Prezydent w wydanym przez siebie oświadczeniu zwrócił się również do klubu Jagiellonii Białystok, aby zajął stanowisko w sprawie kibiców identyfikujących się z klubem, a którzy atakowali uczestników Marszu Równości. (ea/mc)
Oświadczenie Prezydenta Miasta Białegostoku
W imieniu samorządu miejskiego pragnę wyrazić swoje oburzenie wydarzeniami, do których doszło 20 lipca 2019 r. w związku z odbywającym się w Białymstoku Marszem Równości. Uczestnicy legalnego marszu zostali zaatakowani przez zorganizowane grupy, w związku z czym kilkadziesiąt osób zostało poszkodowanych. Na tego rodzaju ekscesy nie może być zgody; przemoc i pogarda w żadnym wypadku nie mogą być akceptowane ani usprawiedliwiane.

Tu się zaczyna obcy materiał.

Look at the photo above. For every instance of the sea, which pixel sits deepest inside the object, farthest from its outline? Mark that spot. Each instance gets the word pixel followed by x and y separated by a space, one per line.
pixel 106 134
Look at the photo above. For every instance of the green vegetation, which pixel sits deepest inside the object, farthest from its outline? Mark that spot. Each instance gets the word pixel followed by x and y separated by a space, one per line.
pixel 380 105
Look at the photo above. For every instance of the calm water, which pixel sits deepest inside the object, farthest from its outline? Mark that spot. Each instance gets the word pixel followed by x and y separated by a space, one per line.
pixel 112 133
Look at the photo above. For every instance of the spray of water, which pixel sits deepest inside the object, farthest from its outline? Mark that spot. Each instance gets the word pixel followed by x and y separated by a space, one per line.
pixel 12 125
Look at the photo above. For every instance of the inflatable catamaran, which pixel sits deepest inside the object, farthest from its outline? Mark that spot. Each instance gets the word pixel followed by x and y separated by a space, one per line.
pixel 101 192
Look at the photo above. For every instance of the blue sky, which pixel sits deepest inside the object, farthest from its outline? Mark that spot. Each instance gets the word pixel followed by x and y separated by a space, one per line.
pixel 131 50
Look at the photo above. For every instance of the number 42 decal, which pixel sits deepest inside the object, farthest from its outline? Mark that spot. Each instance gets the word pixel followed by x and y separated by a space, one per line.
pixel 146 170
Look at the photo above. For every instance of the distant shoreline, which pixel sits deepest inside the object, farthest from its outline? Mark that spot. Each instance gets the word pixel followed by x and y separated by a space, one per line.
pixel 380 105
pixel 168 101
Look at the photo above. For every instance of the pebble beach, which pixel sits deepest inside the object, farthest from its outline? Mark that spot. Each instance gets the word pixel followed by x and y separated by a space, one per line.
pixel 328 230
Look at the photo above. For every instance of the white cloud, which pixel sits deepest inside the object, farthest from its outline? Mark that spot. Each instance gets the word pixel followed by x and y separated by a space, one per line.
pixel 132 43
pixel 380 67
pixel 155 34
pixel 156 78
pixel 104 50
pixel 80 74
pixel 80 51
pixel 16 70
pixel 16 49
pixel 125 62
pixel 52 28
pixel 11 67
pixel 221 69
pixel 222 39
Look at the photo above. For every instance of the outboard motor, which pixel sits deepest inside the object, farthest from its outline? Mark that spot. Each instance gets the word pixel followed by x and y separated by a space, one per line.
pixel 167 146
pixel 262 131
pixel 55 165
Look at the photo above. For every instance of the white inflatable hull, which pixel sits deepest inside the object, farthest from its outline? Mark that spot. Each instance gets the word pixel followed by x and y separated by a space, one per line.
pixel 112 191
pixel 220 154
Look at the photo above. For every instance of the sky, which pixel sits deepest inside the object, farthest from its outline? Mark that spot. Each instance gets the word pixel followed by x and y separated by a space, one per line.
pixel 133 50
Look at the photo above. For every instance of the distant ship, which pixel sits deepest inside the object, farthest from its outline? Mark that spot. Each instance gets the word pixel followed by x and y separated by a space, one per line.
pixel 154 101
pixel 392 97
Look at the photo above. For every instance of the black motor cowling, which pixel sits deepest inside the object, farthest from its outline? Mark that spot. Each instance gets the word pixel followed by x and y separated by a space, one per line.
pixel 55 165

Wyjątkowo bulwersujące wydaje się zaangażowanie w te pożałowania godne ekscesy przedstawicieli wojewódzkich władz samorządowych, na czele z marszałkiem województwa Arturem Kosickim, radnym klubu PiS w Sejmiku Sebastianem Łukaszewiczem, jak również p.o. dyrektora gabinetu marszałka Robertem Jabłońskim. Materiały zamieszczone w internecie w sposób jednoznaczny wskazują na ich czynny udział w ustawianiu blokad przeciwko marszowi. Okazuje się, że osoby, które powołane zostały, by w imieniu mieszkańców naszego regionu stanowić prawo, biorą czynny udział w jego łamaniu. Jest to w moim odczuciu drastyczne nadużycie demokratycznego mandatu i całkowite zaprzeczenie misji samorządowej.
W związku z powyższym, czuję się zobowiązany do wystąpienia przeciwko tego rodzaju działalności, która może stać się precedensem prowadzącym do zrujnowania wiarygodności samorządu jako gwaranta demokracji. Informuję, że zamierzam złożyć zawiadomienie do prokuratury o podejrzeniu popełnienia przestępstwa przez wymienione powyżej osoby.
Pragnę również zwrócić się z apelem do władz Jagiellonii Białystok w sprawie zachowania osób identyfikujących się jako kibice białostockiego klubu. Jak wskazują materiały umieszczone w prasie, osoby te brały czynny udział w chuligańskich wybrykach, w których ucierpieli uczestnicy marszu. Chciałbym zrozumieć również postawę władz białostockiej Kurii Metropolitalnej. Czy zamieszczona w liście arcybiskupa Tadeusza Wojdy pochwała obrońców wartości chrześcijańskich bez jednoznacznego potępienia przestępców i chuliganów rzeczywiście oddaje ducha owych wartości? Czy treść ta znajduje swoje odzwierciedlenie w potępieniu dla przemocy i pogardy, które znalazło się w wydanym ostatnio stanowisku Konferencji Episkopatu Polski?
Na zakończenie oświadczenia chciałbym złożyć podziękowania funkcjonariuszom policji, biorącym udział w sobotnich wydarzeniach. Jestem przekonany, że dzięki ich zdecydowanej postawie nie doszło do eskalacji przemocy i rozbicia marszu równości, co mogło skutkować znacznie wyższą liczbą poszkodowanych. Jednocześnie wyrażam nadzieję, że nie będziemy już więcej świadkami podobnych, ubolewania godnych wypadków. Wierzę, że potrafimy dyskutować o naszych przekonaniach w sposób cywilizowany i merytoryczny. Wierzę również, że Białystok pozostanie miastem przyjaznym, otwartym i gościnnym dla wszystkich ludzi dobrej woli.